ローン返済が滞ると所有権がなくなる
35年ローンが生み出したマイホームへの幻想
日本の不動産には、登記制度と呼ばれる権利保全の仕組みがある。
全国津々浦々に設けられている法務局に、自らが保有する不動産の内容を登記すれば、その所有権を主張できる有力な根拠となるのである。
不動産の所有権登記は、甲区と乙区に分かれている。甲区には、所有者の名前や住所が記されている。乙区には、その不動産に対する所有権以外の権利が記される。具体的には抵当権などだ。
新築マンションを35年ローンで購入した場合、その区分所有権の登記簿において、甲区には、自分の名前や住所が記載される。乙区には、住宅ローンを借り入れた金融機関の名称や住所、そして金額が記される。金額とはつまり、住宅ローンの借入額だ。
一方、マンション購入者と金融機関のあいだには、金銭消費貸借契約が結ばれている。そのなかには必ず、返済が滞ると抵当権を実行する旨の条項が盛られている。抵当権の実行とはすなわち、所有権の強制移転である。

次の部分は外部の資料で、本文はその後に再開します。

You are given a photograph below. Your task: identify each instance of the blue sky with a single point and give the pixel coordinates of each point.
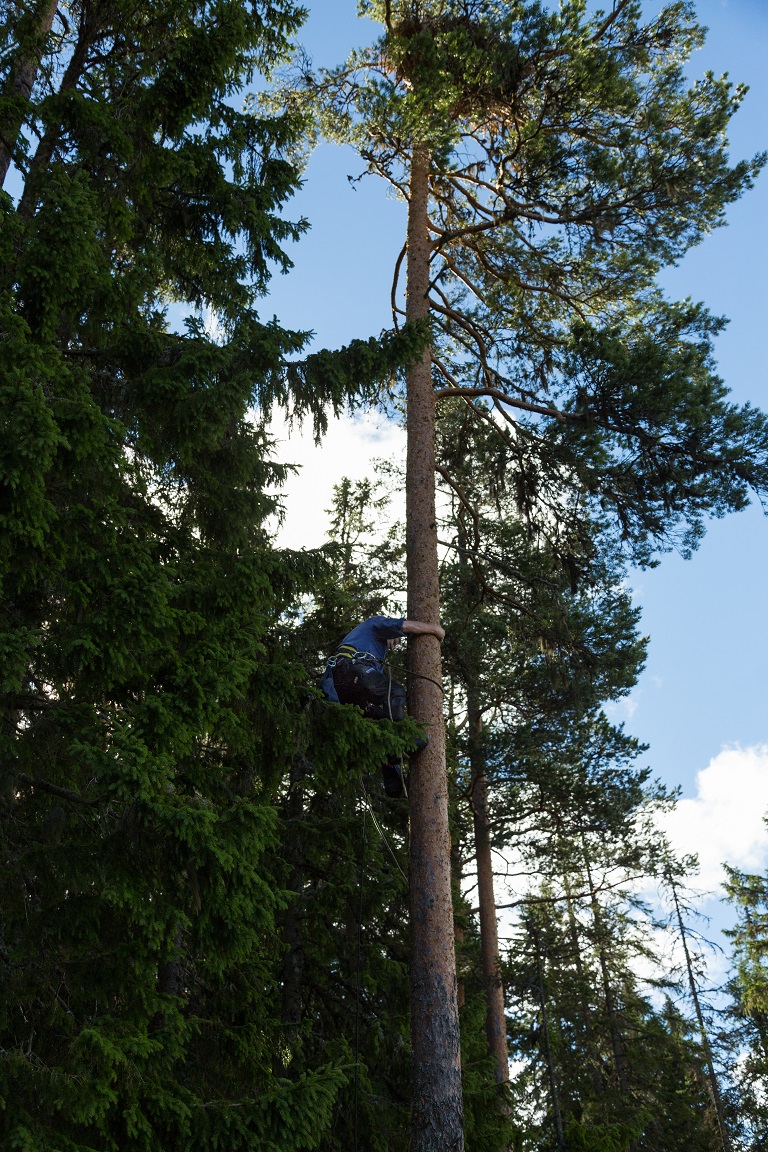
(706, 681)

これをやられると、住宅ローンを組んでマンションを購入した人は、強制的に所有権を喪失させられる。
そこに至る過程を簡単に説明する。
まず、住宅ローンの返済が滞ると、金融機関は区分所有者(新築マンションの購入者)に対して、任意売却による一括返済を迫る。区分所有者がこれを拒むと、裁判所に競売を申し立てられる。競売が実施されると、そのマンションの所有権は、強制的に競落者に移転するという仕組みだ。
仮にローンの残債が競落価格よりも多かった場合は、元の購入者は差額の返済義務を負う。それを逃れようとするには、自己破産しかなくなる。なんとも残酷なシステムだ。
つまり、新築マンションを35年返済のローンで購入しても、返済を続けないかぎり、その所有権は完全に購入者のものにはならないのだ。
かつての日本には、数年分の賃金を、親が先取りしてしまう「年季奉公」という悪弊があった。途中で奉公をやめるには、親が先取りした賃金の未返済分を一括返済しなければならなかった。